Since the 12-Day War, China quietly ramped up its military support to Iran, particularly in the field of technology and intelligence, such as the much-needed YLC-8B radar systems and HQ-9B long-range SAM batteries (China’s equivalent to the S-300/S-400). But perhaps the most noteworthy aspect of China’s support came in the form of granting Iran access to the BeiDou-3 Navigation Satellite System (BDS) in early 2026.
Before 2026, particularly during the 12-Day War, Iran relied heavily on Western-controlled GPS for drone and ballistic missile targeting, a condition that later proved to be Iran’s Achilles' heel. While many Iranian missiles reached Israel, widespread GPS jamming by the U.S. and Israel drastically reduced the accuracy of the Iranian strike packages and enabled Israeli jets to fly over Iran almost unopposed. These events resulted in Iran formally deactivating GPS reception nationwide toward the end of the war, but by then, it was already too late.
Conversely, now by completely detaching itself from Western signals, Iran has largely healed one of its most significant weak spots. Access to BDS, combined with potential intelligence sharing through high-tech Chinese satellites, will cause Iran to be a bigger obstacle to the U.S. than it was during the last war, when it was in an indisputably disadvantaged position technology- and intel-wise. Even though the switch to BDS did not prevent the assassination of Khamenei, how successful it will be militarily is to be seen.
The final form of this Iran-China partnership might end up resembling something close to the post-Russian invasion partnership between the West and Ukraine, where substantial Western aid and intelligence support for Ukraine turned a hopeless defense scenario into a four-year-long stalemate and war of attrition.

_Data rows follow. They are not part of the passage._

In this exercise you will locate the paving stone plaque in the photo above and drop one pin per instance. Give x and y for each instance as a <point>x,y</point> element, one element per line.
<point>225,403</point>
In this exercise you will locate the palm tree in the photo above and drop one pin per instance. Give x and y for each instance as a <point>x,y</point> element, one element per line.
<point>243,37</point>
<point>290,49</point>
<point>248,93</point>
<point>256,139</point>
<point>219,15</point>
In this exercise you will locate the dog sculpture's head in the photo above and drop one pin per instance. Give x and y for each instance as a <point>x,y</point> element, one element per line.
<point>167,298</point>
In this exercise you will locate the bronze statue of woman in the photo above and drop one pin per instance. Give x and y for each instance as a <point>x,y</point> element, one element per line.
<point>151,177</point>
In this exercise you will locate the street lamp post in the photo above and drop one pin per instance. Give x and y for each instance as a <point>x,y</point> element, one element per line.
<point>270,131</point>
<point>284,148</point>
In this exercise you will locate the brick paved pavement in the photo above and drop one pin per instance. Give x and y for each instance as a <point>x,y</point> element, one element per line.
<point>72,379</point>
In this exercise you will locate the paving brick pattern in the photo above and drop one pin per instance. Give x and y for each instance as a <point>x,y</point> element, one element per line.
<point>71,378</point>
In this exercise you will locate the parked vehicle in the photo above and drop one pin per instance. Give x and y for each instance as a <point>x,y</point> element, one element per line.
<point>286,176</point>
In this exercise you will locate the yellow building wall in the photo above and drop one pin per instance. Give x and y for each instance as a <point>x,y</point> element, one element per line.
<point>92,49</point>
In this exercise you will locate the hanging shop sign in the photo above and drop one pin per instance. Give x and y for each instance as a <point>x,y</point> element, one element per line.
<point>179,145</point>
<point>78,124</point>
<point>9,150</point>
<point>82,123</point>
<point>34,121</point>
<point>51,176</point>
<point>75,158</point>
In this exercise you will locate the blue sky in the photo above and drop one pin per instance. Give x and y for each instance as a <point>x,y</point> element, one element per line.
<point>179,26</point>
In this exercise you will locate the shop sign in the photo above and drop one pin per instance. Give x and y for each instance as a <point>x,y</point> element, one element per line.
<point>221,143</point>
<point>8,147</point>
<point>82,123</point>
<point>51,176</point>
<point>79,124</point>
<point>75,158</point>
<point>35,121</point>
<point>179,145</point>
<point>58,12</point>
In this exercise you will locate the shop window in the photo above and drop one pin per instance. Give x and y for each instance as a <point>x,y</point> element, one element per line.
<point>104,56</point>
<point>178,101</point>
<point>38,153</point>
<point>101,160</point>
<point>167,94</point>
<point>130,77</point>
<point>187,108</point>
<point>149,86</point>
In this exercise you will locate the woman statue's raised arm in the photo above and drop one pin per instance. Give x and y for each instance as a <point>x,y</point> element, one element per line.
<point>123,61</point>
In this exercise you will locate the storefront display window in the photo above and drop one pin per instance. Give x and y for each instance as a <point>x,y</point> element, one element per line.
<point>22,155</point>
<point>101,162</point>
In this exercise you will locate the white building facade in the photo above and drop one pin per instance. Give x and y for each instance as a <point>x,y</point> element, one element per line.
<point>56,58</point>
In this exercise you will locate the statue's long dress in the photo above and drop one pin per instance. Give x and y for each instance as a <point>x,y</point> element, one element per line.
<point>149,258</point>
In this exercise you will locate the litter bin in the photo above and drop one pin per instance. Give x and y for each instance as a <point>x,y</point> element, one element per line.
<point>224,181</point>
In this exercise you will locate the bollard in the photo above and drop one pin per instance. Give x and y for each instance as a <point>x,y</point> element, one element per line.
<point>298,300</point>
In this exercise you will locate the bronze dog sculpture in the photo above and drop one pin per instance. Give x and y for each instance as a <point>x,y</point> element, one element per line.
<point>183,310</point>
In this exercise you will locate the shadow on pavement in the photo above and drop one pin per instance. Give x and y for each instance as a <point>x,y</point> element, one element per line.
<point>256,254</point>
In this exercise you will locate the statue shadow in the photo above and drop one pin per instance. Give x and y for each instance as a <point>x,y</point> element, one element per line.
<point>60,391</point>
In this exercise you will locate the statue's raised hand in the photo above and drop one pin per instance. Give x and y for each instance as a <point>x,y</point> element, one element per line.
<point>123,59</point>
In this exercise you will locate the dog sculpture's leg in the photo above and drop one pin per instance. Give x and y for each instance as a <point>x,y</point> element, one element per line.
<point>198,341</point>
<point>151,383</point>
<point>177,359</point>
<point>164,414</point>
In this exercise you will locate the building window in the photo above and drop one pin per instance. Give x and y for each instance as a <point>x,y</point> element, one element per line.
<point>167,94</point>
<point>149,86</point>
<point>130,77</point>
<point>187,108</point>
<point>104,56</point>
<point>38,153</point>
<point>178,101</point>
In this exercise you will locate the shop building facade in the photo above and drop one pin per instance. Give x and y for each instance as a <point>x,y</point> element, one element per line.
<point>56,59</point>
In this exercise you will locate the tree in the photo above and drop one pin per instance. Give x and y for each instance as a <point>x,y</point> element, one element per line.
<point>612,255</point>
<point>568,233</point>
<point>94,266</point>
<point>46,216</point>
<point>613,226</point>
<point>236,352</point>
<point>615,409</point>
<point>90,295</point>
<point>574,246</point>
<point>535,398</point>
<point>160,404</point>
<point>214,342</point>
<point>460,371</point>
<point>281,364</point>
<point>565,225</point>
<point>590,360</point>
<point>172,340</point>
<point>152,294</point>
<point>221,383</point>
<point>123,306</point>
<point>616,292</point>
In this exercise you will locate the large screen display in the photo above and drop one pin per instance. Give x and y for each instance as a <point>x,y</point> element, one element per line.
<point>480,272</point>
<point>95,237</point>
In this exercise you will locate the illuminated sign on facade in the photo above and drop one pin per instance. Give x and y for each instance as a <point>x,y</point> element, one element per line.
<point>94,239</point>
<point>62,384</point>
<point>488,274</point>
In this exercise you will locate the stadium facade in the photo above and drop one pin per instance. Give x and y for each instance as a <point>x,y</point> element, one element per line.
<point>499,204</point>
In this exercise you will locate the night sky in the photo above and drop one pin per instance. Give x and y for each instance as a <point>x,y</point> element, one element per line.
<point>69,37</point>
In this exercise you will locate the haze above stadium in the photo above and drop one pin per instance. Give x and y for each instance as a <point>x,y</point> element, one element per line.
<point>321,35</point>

This is not to say that China is preparing itself for a long-term war, as the Chinese primary objective in its support for Iran is adamantly clear: to deter Washington from pursuing a prolonged war with maximalist goals that will hurt China in the long term by bolstering Iran's position. Despite the Chinese authorities' ongoing denial of involvement, they are aware that Washington is watching and anticipates them taking notes.
However, the Chinese effort might already be too little too late. The U.S. and Israel have launched an all-out war with the explicit aim of regime change. While Iranians are doing their best to hold off the intense air campaign, it is unclear how much equipment they can still get from China when it does not even have full control of its airspace right now.
All in all, China does not want to see a prolonged war in the region and see Iran fall into the hands of the U.S. in a similar fashion to Venezuela, it might be coerced into modifying its long-held noninterventionist principles.